Tuesday, December 26, 2006

Le gongfu cha est-il élitaire?

C'est un reproche ou un commentaire que j'entends parfois en Occident. Pour simplifier, il y aurait le thé aromatisé (plus ou moins) artificiellement bon marché vendu au plus grand nombre d'un côté, et les thés chinois et japonais, préparés lors de cérémonie compliquées, voire spirituelles, de l'autre. De plus, les pratiquants de gongfu cha parlent un langage qui emprunte beaucoup au chinois ou au japonais. Cela crée un jargon qui établit comme une barrière pour les non initiés. Exemple: "Le hungpei de mon Oolong de Dong Ding est sublime. Des aromes de miel et de pêche se dégagent de mon zhong. Le huigan est immédiat et le yun n'en finit pas..."

Examinons cette question d'un point de vue asiatique. L'histoire du thé en Chine est difficilement dissociable de celle des empereurs chinois. Boire du thé devint vite un de leurs divertissements favoris. Durant les dyansties Tang (thé bouilli) et Song (thé vert en poudre fouété), la préparation du thé était somme toute fastidieuse et véritablement réservée à la noblesse et aux riches marchands.

Il est donc intéressant de remarquer que c'est l'empereur Hongwu (premier empereur de la dynastie Ming), issu de la paysannerie, qui interdit le thé compressé. De part ses origines modestes, il voulait rendre le thé accessible au plus grand nombre.
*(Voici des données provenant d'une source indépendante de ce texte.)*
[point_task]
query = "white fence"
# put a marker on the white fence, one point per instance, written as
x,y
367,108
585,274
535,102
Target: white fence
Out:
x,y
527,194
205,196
Ce fut chose faite, car le thé fut désormais simplement infusé à partir des feuilles en vrac.

Ainsi, dans la Chine du sud, le thé en gongfu cha est pratiqué par toutes les classes sociales. Durant les années 1970, les citadins taiwanais ont même boudé le thé, jugé trop commun et ringard à l'époque. Heureusement, la culture et la pratique du gongfu cha ont su se renouveller et trouver un second souffle à Taiwan. Au Japon, par contre, la pratique du thé vert battu avec un chasen (fouet en bambou) dans un bol remonte à la dynastie Sung, et continue d'être l'apanage de l'élite du pays.

Le gongfucha à Taiwan et dans le sud de la Chine dépasse en popularité le vin en France. Presque tout le monde en boit. Bien sûr, comme pour le vin, les plus fortunés achètent des thés plus chers, souvent meilleurs, mais pas forcément. En effet, contrairement au vin, il est presque impossible de classifier les thés chinois aussi rigoureusement. Il en suit que le prix du thé n'est pas autant corrélé à sa qualité intrinsèque que le vin. Il y a même une étrange solidarité ou connivence entre les vrais amateurs de thé et certains fermiers/marchands traditionnels: certains thés ne sont pas vendus au plus offrant, mais au plus connaisseur. Plus vous montrez que vous appréciez et que vous vous connaissez en thé, meilleur le thé qu'on vous proposera, et les prix ne seront pas spécialement plus élevés. Et s'ils le sont, un tel marchand aura été heureux de vous en faire boire quelques tasses gratuitement, juste pour le plaisir de vous voir apprécier ce qu'il a de meilleur.

Le gongfu cha n'est pas une cérémonie de thé faite avec pour but d'épater la galerie. Cela est parfois le cas, notamment quand vous en voyez une pour la première fois. Mais ce n'est pas le but premier. Le but est tout simple: obtenir le meilleur résultat possible avec le thé et les ustensiles qu'on a à sa disposition. On pratique autant le gongfu cha pour ses amis, invités que pour soi-même.

Notons aussi que l'équipement de base, une théière ou un zhong, une tasse et de l'eau chaude, est accessible à tous. Les possibilités de raffinement sont infinies, mais elles importent moins que le thé qu'on utilise.

En buvant un sachet de thé rouge avec du sucre et du lait dans un restaurant italien hier soir, je me suis dit que cette façon de le préparer est aussi une forme de gongfu cha. Sans sucre et lait, ce thé était imbuvable! Les occidentaux savent (plus ou moins) comment préparer le thé rouge (aussi appelé 'noir' par ceux qui ne connaissent pas le puerh cuit) en sachet bon marché. Faire l'apprentissage des techniques pour réussir les autres thés chinois demande un petit effort supplémentaire. C'est un peu comme apprendre à préchauffer son four pour faire une tarte, quelle vaisselle utiliser selon qu'on mange des escargots, une soupe ou des huitres ou bien combien de temps cuire ses nouilles pour qu'elles soient al dente.

L'apprentissage de ces connaissances, de cette culture du thé chinois fait de vous des privilégiés en Occident car vous y êtes encore peu nombreux. Pratiqué avec passion et avec goût, on peut presque trouver tout les plaisirs dans le gongfu cha. Mais, à la base, cela reste une activité populaire, accessible à tous.